No início da década de 90, quando a economia dos Estados Unidos vivia uma fase de funda e cava depressão, com altos índices de desemprego, o consumidor norte-americano se entregou a um novo esporte, o "pinch pennies", também conhecido como o jogo da pechincha.
Marcas tradicionais, solidamente estabelecidas no mercado, começaram a ver seus consumidores mandar a lealdade às favas e contar os centavos na compra de fraldas a geladeiras, de ketchup a computadores.
A preferência se desviava, obviamente, para aqueles produtos que escancaravam redução nos preços.
Foi um período de prosperidade para as "private labels", marcas genéricas, mais baratas, criadas pelas cadeias de lojas ou de supermercados para competir com os grandes símbolos nacionais do consumo.
De 1989 a 1993, a participação nas vendas a varejo das marcas privadas subiu de 11% para 14,5% e, para as grandes corporações, isso soava como uma espécie de roubo, já que investiam milhões de dólares em campanhas de propaganda para construir e consolidar suas imagens de marca.
O impacto dessa "tendência predatória" (na classificação dos grandes anunciantes) foi tamanho que, gigantes como a Philip Morris, Procter & Gambie e IBM, entre outros, não tiveram outra saída senão aderir.
Produtos com preços nacionais até então intocáveis como Marlboro, fraldas Pampers e os cosméticos Estée Lauder vieram a público para comunicar uma tesourada geral nos seus preços, variando entre 5% e 16% conforme a categoria do produto.
Hoje os marketeiros das grandes marcas norte-americanas discutem se o drástico recurso do corte valeu a pena.
Muitos não escondem o remorso por ter contribuído, num momento de pânico, para jogar suas marcas na vala comum do preço rebaixado, levando o consumidor a não distingui-las das imitações.
O incômodo aumenta quando se lembra da prudência de algumas marcas durante o arrastão.

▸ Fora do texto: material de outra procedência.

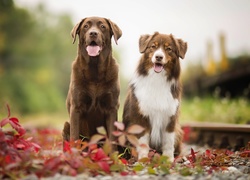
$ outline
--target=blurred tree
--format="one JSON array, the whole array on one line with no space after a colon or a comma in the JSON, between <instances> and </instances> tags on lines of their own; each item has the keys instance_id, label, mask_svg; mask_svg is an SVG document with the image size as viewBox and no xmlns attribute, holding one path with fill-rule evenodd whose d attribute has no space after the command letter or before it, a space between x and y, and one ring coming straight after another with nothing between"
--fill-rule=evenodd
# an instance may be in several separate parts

Foi o caso da Evian que, encarando centenas de concorrentes mais baratos, sustentou sua participação de 50% no mercado das águas minerais "premium" sem qualquer redução nos seus preços.
Ela preferiu reforçar sua campanha de propaganda, centrada na idéia de que uma água pura e natural é essencial para a saúde humana em qualquer estágio da vida.
Tudo isso me vem à cabeça quando vejo no mercado brasileiro marcas de prestígio atiradas na luta encarniçada do varejo e, pior, adotando a linguagem publicitária dos magazines Luiza da vida.
Claro que em tempo de recessão é preciso desovar estoques, mas é exatamente nos regimes de competição agressiva que o anunciante deve provar porque sua marca é relevante para o consumidor.
A guerra dos preços e das ofertas miraculosas nivela por baixo os atributos mais caros e diferenciadores da marca, que levaram décadas e custaram fortunas para serem estabelecidos e memorizados.
Ninguém vive de fabricar preços. Fabricam-se produtos, marcas, imagem.
Se o estupro do varejo é inevitável, que pelo menos as campanhas promocionais tenham alguma dose de inteligência, bom gosto e criatividade. Os consumidores saberão retribuir.

Helcio Emerich, é jornalista, publicitário e vice-presidente da agência Almap/BBDO.